Os rituais, janelas para o religare, são as maneiras que a humanidade encontrou para se reconectar com o essencial. Durante o encontro, vivemos ritos de culturas diversas que utilizavam os elementos naturais (água, fogo, terra e ar) em processos de purificação, celebração, reflexão e apreciação. Foi incrível perceber como os rituais serviam para potencializar nosso estado de presença. Em uma noite antes do jantar, as pessoas que organizavam o encontro lavaram e secaram nossas mãos e prepararam uma fila de abraços calorosos. As mesas do jantar brilhavam à luz de velas. Ao comer, conversei com um ex-Khoji da Swaraj (Khoji é o nome que se dá aos estudantes da universidade e significa explorador ou exploradora) e me senti fortemente conectado a ele. Mastiguei com prazer cada palavra na nossa conversa sobre sua trajetória até chegar ali. Os rituais têm poder.

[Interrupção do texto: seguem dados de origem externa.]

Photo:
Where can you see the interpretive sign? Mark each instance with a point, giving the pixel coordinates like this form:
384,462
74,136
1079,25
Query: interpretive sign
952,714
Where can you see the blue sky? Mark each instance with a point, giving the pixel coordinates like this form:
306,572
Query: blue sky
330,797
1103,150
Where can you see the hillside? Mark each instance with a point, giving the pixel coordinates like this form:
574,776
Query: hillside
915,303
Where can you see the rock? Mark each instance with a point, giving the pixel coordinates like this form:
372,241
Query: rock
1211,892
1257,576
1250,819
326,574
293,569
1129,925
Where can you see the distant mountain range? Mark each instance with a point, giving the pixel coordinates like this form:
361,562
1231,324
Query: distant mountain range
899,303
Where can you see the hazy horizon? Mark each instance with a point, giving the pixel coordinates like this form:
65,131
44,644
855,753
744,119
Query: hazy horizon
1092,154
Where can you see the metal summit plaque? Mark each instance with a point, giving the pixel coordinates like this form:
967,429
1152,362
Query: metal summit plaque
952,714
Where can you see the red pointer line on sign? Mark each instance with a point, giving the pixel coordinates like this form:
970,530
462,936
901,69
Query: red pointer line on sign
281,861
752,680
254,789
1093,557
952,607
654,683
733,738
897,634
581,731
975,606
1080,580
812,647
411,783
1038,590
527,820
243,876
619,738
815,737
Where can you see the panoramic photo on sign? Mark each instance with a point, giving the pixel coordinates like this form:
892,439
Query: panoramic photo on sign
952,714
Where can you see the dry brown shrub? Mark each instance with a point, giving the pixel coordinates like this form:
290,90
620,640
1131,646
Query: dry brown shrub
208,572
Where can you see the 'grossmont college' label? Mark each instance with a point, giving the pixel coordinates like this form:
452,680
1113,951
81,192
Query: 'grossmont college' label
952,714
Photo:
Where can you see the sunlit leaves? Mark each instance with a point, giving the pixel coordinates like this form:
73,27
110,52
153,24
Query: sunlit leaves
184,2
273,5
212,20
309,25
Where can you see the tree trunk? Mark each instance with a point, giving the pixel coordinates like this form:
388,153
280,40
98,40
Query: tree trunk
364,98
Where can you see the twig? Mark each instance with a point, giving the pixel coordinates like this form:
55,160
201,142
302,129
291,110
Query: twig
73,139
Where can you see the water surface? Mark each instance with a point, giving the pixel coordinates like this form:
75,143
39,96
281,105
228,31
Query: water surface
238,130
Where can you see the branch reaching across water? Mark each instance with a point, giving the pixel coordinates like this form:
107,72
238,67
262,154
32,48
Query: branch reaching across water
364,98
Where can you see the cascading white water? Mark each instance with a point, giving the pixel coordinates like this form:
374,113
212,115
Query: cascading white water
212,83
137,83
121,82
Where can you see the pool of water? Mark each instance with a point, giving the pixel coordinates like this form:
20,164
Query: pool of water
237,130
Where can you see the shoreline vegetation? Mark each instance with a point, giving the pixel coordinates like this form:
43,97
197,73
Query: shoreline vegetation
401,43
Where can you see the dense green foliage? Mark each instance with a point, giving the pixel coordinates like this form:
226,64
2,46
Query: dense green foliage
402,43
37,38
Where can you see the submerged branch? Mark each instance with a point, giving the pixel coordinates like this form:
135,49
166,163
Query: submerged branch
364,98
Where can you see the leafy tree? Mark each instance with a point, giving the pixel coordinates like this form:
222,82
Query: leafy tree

Cada pessoa viveu seu próprio itinerário de aprendizagem durante os dias em Udaipur. Existiam atividades planejadas durante o dia, mas o clima era sempre de Open Space, isto é, havia um ar de liberdade para ir e vir. Havia também espaço para o emergente e o inesperado. Dias antes do início do encontro, um convite do time organizador fez com que algumas pessoas participantes se reunissem para cocriar o planejamento do evento. O design team se reunia todos os dias da conferência para replanejar e desenhar o fluxo dos dias seguintes.
A estrutura foi intencionalmente pensada para ter vários espaços que seriam “povoados” com ideias do grupo. Certos momentos eram mais planejados e buscavam reunir todo mundo, como as cerimônias de abertura e de encerramento e a assembleia para decidir os rumos da aliança, por exemplo. Outros eram abertos às propostas do grupo mediante inscrições prévias. E havia ainda espaços de interação mais livre como o café da manhã, o jantar e as fogueiras à noite. Penso que esse modelo livre e semiestruturado de Desconferência (Unconference) pode inspirar muitas iniciativas de aprendizagem por aí.
Talvez a educação do futuro precise de menos conhecimento e mais conexão.
Saiba mais
O site da Aliança foi lançado recentemente e contém os princípios da rede, publicações e um catálogo das ecoversidades participantes.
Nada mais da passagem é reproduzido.